On March 25, 1932, he became a United States citizen.

===Death===
Sennett died on November 5, 1960, in Woodland Hills, California, aged 80. He was interred in the Holy Cross Cemetery in Culver City, California.

==Tributes==
For his contribution to the motion picture industry, Sennett was honored with a star on the Hollywood Walk of Fame at 6712 Hollywood Boulevard. He was also inducted into Canada's Walk of Fame in 2014.

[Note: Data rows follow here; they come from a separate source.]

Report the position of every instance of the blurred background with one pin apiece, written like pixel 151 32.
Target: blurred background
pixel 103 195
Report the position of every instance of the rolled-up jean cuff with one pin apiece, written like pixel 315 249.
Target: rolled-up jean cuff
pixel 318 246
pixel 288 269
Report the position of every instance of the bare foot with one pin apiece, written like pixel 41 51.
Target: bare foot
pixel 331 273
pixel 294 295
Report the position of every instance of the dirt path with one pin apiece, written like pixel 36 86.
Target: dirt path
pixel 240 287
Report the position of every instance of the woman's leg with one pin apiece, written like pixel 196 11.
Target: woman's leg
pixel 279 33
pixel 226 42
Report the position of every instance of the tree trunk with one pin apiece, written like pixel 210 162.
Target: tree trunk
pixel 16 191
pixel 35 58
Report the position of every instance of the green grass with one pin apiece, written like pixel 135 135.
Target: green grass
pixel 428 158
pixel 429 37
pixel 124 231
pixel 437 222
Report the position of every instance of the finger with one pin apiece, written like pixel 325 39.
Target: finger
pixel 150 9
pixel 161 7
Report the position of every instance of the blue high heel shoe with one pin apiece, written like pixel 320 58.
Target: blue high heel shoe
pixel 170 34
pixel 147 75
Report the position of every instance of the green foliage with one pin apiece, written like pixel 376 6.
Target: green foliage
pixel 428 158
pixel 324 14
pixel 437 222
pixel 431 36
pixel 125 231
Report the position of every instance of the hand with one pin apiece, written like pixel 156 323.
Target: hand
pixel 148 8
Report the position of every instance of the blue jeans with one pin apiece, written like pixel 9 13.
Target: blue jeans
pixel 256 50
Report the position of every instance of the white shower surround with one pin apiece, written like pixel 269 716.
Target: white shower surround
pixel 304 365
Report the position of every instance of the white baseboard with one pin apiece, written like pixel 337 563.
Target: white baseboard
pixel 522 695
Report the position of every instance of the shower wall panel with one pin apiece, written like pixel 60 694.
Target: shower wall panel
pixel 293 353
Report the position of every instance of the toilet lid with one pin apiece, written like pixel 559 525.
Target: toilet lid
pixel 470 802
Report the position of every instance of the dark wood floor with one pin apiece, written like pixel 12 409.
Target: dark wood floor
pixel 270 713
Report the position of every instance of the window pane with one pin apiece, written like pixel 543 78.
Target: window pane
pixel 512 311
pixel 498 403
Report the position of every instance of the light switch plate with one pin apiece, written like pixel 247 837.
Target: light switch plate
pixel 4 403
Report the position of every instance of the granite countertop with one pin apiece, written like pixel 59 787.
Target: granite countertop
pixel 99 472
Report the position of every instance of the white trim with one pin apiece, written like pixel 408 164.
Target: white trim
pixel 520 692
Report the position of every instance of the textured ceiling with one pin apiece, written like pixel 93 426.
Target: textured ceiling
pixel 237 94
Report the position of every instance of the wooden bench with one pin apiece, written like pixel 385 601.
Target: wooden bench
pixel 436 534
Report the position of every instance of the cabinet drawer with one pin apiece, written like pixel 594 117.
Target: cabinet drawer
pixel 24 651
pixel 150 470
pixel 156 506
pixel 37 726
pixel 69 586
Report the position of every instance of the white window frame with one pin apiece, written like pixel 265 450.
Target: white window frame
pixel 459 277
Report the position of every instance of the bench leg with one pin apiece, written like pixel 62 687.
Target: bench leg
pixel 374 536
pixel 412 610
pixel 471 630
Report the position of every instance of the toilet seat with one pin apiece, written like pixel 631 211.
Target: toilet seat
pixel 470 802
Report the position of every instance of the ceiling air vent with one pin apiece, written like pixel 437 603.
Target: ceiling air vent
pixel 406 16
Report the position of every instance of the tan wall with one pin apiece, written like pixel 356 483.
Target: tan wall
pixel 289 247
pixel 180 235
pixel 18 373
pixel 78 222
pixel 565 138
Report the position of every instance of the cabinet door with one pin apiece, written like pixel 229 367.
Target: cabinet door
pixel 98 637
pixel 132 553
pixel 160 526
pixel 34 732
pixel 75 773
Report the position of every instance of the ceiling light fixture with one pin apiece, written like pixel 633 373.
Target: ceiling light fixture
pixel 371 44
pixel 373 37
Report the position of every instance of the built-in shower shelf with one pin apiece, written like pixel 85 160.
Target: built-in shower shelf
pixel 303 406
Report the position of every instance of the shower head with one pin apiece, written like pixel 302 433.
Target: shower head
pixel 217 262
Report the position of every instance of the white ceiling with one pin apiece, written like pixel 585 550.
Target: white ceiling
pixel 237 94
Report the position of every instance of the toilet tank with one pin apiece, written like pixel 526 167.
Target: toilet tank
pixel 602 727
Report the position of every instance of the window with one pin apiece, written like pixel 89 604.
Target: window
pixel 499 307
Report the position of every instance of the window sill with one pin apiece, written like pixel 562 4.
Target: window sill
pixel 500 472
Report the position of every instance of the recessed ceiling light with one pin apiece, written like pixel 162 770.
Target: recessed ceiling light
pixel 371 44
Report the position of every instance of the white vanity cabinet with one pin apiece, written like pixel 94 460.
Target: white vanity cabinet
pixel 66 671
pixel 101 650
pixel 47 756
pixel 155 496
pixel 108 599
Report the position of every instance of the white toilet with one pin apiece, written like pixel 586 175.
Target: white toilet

The building of Sennett's original studio in Echo Park was deemed a historical landmark by The City of Los Angeles in 1982.

==In popular culture==
- In A Story of Water, a 1961 short film by Jean-Luc Godard and François Truffaut, the directors dedicated the film to Mack Sennett.
- In 1974, Michael Stewart and Jerry Herman wrote the musical Mack & Mabel, chronicling the romance between Sennett and Mabel Normand. Sennett was portrayed by Robert Preston in the original Broadway production, with Bernadette Peters as Normand.
- Sennett was a leading character in The Biograph Girl, a 1980 musical about the silent film era. Guy Siner appeared as Sennett in the West End production.
- Peter Lovesey's 1983 novel Keystone is a whodunnit set in the Keystone Studios and involving (among others), Mack Sennett, Mabel Normand, Roscoe Arbuckle, and the Keystone Cops.
- Dan Aykroyd portrayed Mack Sennett in the 1992 movie Chaplin alongside Marisa Tomei as Mabel Normand and Robert Downey Jr. as Charlie Chaplin.
- Joseph Beattie and Andrea Deck portrayed Mack Sennett and Mabel Normand, respectively, in episode eight of series two of ITV's Mr. Selfridge.
- Carol Burnett did a lengthy tribute skit to Mack Sennett on her show that aired on Me TV in June 2021.